Ma tanti secoli dopo Hegel stava ancora fisso lì, dichiarando (“Fenomenologia dello Spirito”) che proprio non vedeva che c’entrasse la donna con la Città, salvo trovare eccezione nella sola Antigone (un’aggravante per Hegel), la quale in effetti non ha fatto niente, non ha sepolto Polinice, gli ha solo sparso sopra un filo di polvere (“simbolicamente”: bello!)

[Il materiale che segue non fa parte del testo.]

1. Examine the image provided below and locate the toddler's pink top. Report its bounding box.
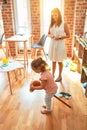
[40,70,58,93]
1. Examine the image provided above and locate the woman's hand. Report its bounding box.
[30,82,35,92]
[48,34,54,39]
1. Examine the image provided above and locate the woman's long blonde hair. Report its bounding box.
[50,8,62,27]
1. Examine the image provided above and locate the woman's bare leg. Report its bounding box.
[58,62,63,78]
[55,62,63,82]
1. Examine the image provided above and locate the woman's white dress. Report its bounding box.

La “Storia” è sempre la stessa:
Eva ha mangiato la mela e l’ha trovata “buona”, ossia si è attenuta al principio di piacere:
non ha dedotto la bontà della mela da “Il Bene” ossia non l’ha colta dall’albero detto “Il Bene/Il Male” (era questa la proibizione, sensata ragionevole salutare),
e per di più l’ha condivisa con Adamo, fondando cioè il rapporto sulla mela non sul sesso, lasciando quest’ultimo libero per ogni possibile vicissitudine pratica o morale, contingenza.

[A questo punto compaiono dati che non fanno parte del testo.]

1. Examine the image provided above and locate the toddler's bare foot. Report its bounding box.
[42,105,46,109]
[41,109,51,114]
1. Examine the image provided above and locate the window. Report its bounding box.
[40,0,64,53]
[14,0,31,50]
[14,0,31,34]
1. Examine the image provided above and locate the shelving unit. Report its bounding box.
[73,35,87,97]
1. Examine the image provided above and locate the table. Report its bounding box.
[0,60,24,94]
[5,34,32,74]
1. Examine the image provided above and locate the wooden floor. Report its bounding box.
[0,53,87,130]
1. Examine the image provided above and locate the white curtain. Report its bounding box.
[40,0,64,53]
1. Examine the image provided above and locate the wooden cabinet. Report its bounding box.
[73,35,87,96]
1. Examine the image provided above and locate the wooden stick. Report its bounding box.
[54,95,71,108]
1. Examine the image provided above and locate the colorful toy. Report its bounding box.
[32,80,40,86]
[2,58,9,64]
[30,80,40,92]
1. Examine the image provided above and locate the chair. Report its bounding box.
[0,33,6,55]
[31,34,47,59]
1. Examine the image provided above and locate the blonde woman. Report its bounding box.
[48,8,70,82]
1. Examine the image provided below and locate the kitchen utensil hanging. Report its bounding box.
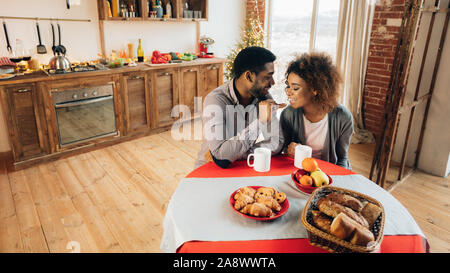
[3,20,12,54]
[56,21,67,55]
[36,20,47,54]
[50,22,57,55]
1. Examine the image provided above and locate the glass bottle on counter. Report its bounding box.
[166,1,172,18]
[138,39,144,63]
[156,0,164,18]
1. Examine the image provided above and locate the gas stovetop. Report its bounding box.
[43,64,109,76]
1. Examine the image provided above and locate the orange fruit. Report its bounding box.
[302,157,319,173]
[300,175,313,186]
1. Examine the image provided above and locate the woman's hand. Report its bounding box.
[288,142,300,158]
[258,99,286,123]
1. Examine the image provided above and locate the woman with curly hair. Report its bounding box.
[280,53,353,169]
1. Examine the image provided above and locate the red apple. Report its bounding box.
[295,169,308,183]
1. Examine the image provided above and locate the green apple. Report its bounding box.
[311,170,330,187]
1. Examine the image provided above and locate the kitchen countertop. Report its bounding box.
[0,58,227,86]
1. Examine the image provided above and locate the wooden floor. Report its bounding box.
[0,124,450,253]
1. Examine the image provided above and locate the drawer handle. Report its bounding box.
[16,88,31,93]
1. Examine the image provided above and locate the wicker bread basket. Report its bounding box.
[301,186,385,253]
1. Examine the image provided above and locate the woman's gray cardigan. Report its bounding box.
[280,105,353,170]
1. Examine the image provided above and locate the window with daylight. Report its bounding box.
[267,0,340,102]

Invece Adamo ha commesso, lui, il peccato originale, la viltà dell’intellettuale, la trahison des clercs:
onestamente interrogato (“Dove sei?”, non accusato) decade dalla posizione (“dove”), e cade nella viltà o irresoluzione della confusione tra “buono” cioè il giudizio (non c’è giudizio che di piacere/dispiacere secondo principio di pensiero), e “Il Bene” cioè l’Oggetto astratto che abolisce il giudizio:
segue per cattiva logica l’idea delirante “nudità”, ossia la fondazione del rapporto sul sesso.
Egli poteva servire (non è il “servizio” dell’amor cortese) il comune principio di piacere, invece ha introdotto il divorzio, il vero prodotto (di principio) del peccato originale:
“E’ stata lei!”
Quanti sono gli uomini che servono? (risponda ognuno):
questo servizio è l’unico dovere proposto, non imposto, dalla differenza sessuale:
un servizio cortese, non quello (mi ripeto) del non cortese anzi brutale “amor cortese”.

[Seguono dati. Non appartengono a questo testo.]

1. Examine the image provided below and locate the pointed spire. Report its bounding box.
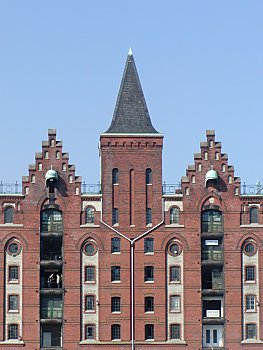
[106,48,158,134]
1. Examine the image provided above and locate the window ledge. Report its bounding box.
[0,224,24,227]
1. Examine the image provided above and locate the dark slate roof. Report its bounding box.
[106,52,158,134]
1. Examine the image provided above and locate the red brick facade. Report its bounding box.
[0,53,263,350]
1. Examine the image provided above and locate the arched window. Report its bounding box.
[146,168,152,185]
[112,168,119,185]
[85,207,94,224]
[202,210,223,233]
[41,209,63,232]
[250,207,258,224]
[4,207,14,224]
[170,208,179,224]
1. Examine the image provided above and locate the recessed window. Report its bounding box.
[8,295,18,311]
[243,242,257,255]
[85,324,95,340]
[169,243,181,256]
[111,324,121,340]
[144,266,154,282]
[84,242,97,256]
[144,237,154,254]
[8,324,18,340]
[146,168,152,185]
[85,295,95,311]
[246,295,256,311]
[112,168,119,185]
[111,266,121,282]
[144,297,154,312]
[85,207,94,224]
[170,295,180,312]
[170,266,180,282]
[8,266,18,282]
[145,324,154,340]
[246,323,257,339]
[4,207,14,224]
[146,208,152,225]
[245,266,256,282]
[7,242,21,256]
[170,208,179,225]
[170,324,181,340]
[111,297,121,312]
[85,266,95,282]
[111,237,121,253]
[112,208,119,225]
[250,207,258,224]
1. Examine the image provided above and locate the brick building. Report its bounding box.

A merito delle “ragazze”, fa meraviglia che non siano tutte delle Furie in senso classico:
ma molte sfuggono a questa diagnosi (“formazione reattiva” amorosa).
Alle “ragazze” non piacciono le piazzette né, per la stessa ragione, i letti a due piazzette.
Nei secoli siamo ancora qui (“Dove sei?”), e la Storia politica nazionale e internazionale ci ha appena riproposto questa dis-topìa, dis-agio, in uno scenario patetico generale collettivizzante le quotidiane patetiche suburre.
San Paolo non ha risolto del tutto bene:
scrivendo “Nessuno ha mai odiato la propria carne” (Efesini 5, 29), mostrava sì di sapere il nocciolo della salute-salvezza, ma anche di non sapere che “odiare la propria carne” riempie il mondo:
è la psicopatologia, caduta del giudizio o principio di piacere:
aveva però l’attenuante di non sapere che nei secoli successivi la si sarebbe odiata sempre di più:
odiato quel pensiero che ama la propria carne.